CORAL GABLES, FL33134
See remarks
Signatures
/s/ Julio V. Pena, as Attorney-in-Fact for Juan Esterripa 02/20/2025
Signature of Reporting Person Date
Explanation of Responses:
( 1 )Each restricted stock unit ("RSU") is the economic equivalent of one share of Class A Common Stock.
( 2 )Includes 690.16 shares acquired under the Amerant Bancorp Inc. Employee Stock Purchase Plan on November 29, 2024.
( 3 )Reflects the shares of Class A Common Stock that were surrendered in order to satisfy the reporting person's tax withholding obligation upon the vesting of RSUs.
( 4 )On February 16, 2024, Mr. Esterripa was awarded 8,920 RSUs, each representing the right to receive, following vesting, one share of Class A Common Stock. The award vests in substantially equal installments on each of the first three anniversaries of the date of grant, provided that Mr. Esterripa remains in the continuous service of the Company or a subsidiary through each such date.
( 5 )On February 18, 2025, Mr. Esterripa was awarded 8,887 RSUs, each representing the right to receive, following vesting, one share of Class A Common Stock. The award vests in substantially equal installments on each of the first three anniversaries of the date of grant, provided that Mr. Esterripa remains in the continuous service of the Company or a subsidiary through each such date.
( 6 )Each performance-based restricted stock unit ("PSU") is the economic equivalent of one share of Class A Common Stock.
( 7 )PSUs awarded to Mr. Esterripa, each representing the right to receive, following vesting, one share of Class A Common Stock. The actual number of PSUs earned shall be based on the achievement of the Relative Adjusted Return on Average Total Common Equity at a Threshold, Target or Maximum level set by the Compensation and Human Capital Committee (the "Committee") futher modified by the achievement of specified Threshold, Target or Maximum levels set by the Committee of Relative Total Shareholder Return for a 3-year period beginning January 1, 2025 and ending on December 31, 2027, and in general can range from 40% to 180% of the PSUs. The number reported reflects the target number of PSUs Mr. Esterripa may earn.

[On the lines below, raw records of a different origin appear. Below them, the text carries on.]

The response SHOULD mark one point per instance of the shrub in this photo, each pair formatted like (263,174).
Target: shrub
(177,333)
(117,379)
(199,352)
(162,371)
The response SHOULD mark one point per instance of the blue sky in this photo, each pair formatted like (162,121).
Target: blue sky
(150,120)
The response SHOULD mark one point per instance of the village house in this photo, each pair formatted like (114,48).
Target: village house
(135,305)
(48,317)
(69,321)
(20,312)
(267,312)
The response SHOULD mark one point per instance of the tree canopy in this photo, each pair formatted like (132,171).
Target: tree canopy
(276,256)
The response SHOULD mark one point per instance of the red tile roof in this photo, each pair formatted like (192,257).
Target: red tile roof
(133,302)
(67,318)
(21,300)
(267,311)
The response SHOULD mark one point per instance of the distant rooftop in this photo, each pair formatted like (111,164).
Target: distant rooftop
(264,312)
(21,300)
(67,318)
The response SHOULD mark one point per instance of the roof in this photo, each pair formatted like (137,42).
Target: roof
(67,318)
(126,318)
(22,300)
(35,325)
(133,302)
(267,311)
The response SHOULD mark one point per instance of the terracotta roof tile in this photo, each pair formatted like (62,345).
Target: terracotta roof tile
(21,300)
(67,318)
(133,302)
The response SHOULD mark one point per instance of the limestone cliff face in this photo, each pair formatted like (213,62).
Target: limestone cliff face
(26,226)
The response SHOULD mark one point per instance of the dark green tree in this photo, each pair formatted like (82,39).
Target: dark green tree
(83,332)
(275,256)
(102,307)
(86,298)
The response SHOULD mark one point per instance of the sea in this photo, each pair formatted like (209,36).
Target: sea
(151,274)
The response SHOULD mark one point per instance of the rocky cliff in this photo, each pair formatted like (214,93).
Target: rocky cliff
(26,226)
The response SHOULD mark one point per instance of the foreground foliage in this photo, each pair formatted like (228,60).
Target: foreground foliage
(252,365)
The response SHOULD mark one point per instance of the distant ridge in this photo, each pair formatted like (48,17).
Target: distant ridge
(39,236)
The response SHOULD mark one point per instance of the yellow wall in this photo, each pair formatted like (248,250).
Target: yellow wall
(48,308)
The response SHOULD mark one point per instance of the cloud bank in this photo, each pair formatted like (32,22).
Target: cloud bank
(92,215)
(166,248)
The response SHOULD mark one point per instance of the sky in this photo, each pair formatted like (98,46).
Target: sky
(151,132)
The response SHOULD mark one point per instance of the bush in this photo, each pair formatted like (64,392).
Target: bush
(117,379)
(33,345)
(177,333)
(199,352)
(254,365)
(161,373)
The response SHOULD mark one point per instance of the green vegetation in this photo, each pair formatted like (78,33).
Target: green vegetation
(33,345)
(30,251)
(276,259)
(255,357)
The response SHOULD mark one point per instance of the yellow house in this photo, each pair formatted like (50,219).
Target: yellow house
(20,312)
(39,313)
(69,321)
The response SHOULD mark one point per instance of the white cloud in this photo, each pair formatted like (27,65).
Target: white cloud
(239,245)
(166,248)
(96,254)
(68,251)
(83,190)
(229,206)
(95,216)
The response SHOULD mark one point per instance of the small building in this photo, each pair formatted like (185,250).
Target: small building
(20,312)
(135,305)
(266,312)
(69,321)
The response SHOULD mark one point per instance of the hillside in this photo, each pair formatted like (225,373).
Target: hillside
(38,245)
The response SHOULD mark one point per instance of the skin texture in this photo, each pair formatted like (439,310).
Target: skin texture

( 8 )On February 18, 2025 Mr. Esterripa was awarded 11.535 RSUs as a one-time special recognition and retention award, each RSU represents the right to receive, following vesting, one share of Class A Common Stock. Twenty percent (20%) of the RSUs will vest on each of the first two anniversaries of the date of grant and the remaining sixty percent (60%) will vest on the third anniversary of the date of grant, provided that Mr. Esterripa remains in the continuous service of the Company or a subsidiary through each such date.
( 9 )Balance includes 13,571 unvested Restricted Stock Units awarded to Mr. Esterripa on April 17, 2023.